Cette femme prend l'avion très au sérieux. Quel manque de drôlerie arrogant!
Accolée au hublot, bandeau-lunettes en tissu noir, son sommeil lui fait des UV.
Iona s'arrange avec Morphée pour cacher sa biographie.
Rien ne bouge sinon mes doigts. M'écouterait-elle écrire?
Possible...
Je demande à son silence si au fond elle m'est sympathique.
Il me rétorque: « Enigmatique »,
juste avant de me rappeler, un brin sévère, la provenance de mon billet.
Passons...
Par dessus les nuages, tout est bleu nuit-qui-tombe. Une banalité si paisible
que sans aller coucher mes cils je pourrais m'endormir ainsi.

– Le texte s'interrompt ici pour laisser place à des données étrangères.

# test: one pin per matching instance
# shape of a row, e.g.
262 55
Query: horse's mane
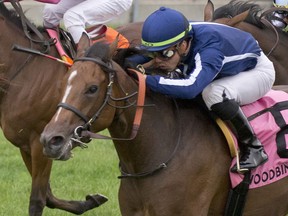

La nuit passée déjà, des mots m'avaient remplie la tête.
Tous mes rêves éveillés avaient tû ma fatigue, et l'excitation du départ avait bercée mon insomnie.
A présent, je dépasse l'Europe, la Méditerranée. Et de nouveau,
l'écran blanc à écrire l'emporte sur le hublot bleu à dormir.
Vient l'heure de la seconde alarme.
Les jambes en trains d'atterrissage, bordé d'impolitesse j'assume
un somme plus long que 100 000 loirs.
Je rends à Iona son ordi et dors jusqu'à Bangkok ainsi.
Mais non...
Ce n'est que l'aparté d'un songe.
Je donne à Iona un sourire, en lui passant la machine blanche.
Puis je joue avec mon attente.
Cette idée de sommeil, pourtant, caresse tout mon corps en proie à maints gémissements aphones.
La biographie de 50 pages est sur les traces
du même accueil que son ébauche.
Iona s'y consacre deux bonnes heures, sans autre visage qu'un témoin
au procès de Nuremberg.
Ma bienfaitrice est déprimante.
Et pour la première fois du vol, je promène mes yeux dans l'avion.
Incroyable.
Enfin.
J'y suis. Je vole. Je l'ai fait...
Je réalise soudain que, dans moins de sept heures,
seulement,
je serais au croisement du hasard, de ma prose, et du globe.
Tous les gens d'ici sentent très fort
le tourisme aller-retour, les congés payés, et le plastique à valises.
Odeurs sans persistance.
Mais dans ma bouche un goût étrange.
Je viens de mordre à l'aventure. J'en prends conscience et aussitôt
la conscience m'en reprend :
La liberté. La légèreté.
Deux mêmes sentiments qui se vivent à l'exponentiel.
Je m'en vais aux toilettes consigner cette pensée
et l'y laisser à vue:
Un post-it dans le ciel pour voyageurs universels.
Mais sur place je n'écris rien.
De l'eau sur le visage, un regard dans la glace
et la fatigue entre quatre yeux qui gentiment me dit qu'elle passe.
Je retourne à ma place.
Après cette « révélation », Iona est la même qu'avant.
Une différence toutefois:
A présent je m'en fous.
La poésie poursuit mon vol et demain je boirai son encre.
Je m'imagine déjà. Je m'imagine ailleurs.
Jusqu'à me faire gifler, ailleurs, par le culot de mon imaginaire.
Ca ne fait pas mal mais pour surprendre, c'est efficace :
Diantre! Dans quel pays se trouve Vientiane?
Voilà près de douze heures que je vais dans une direction n'en connaissant que le nom.
Au fond, ce n'est pas vraiment déplaisant...
Mais je regarde mes billets.
A 1h00 d'avion de Bangkok ça peut être en Malaisie, au Cambodge, en Birmanie, au Vietnam...?
Par proximité phonétique, c'est le Vietnam qui retient tous mes pronostiques.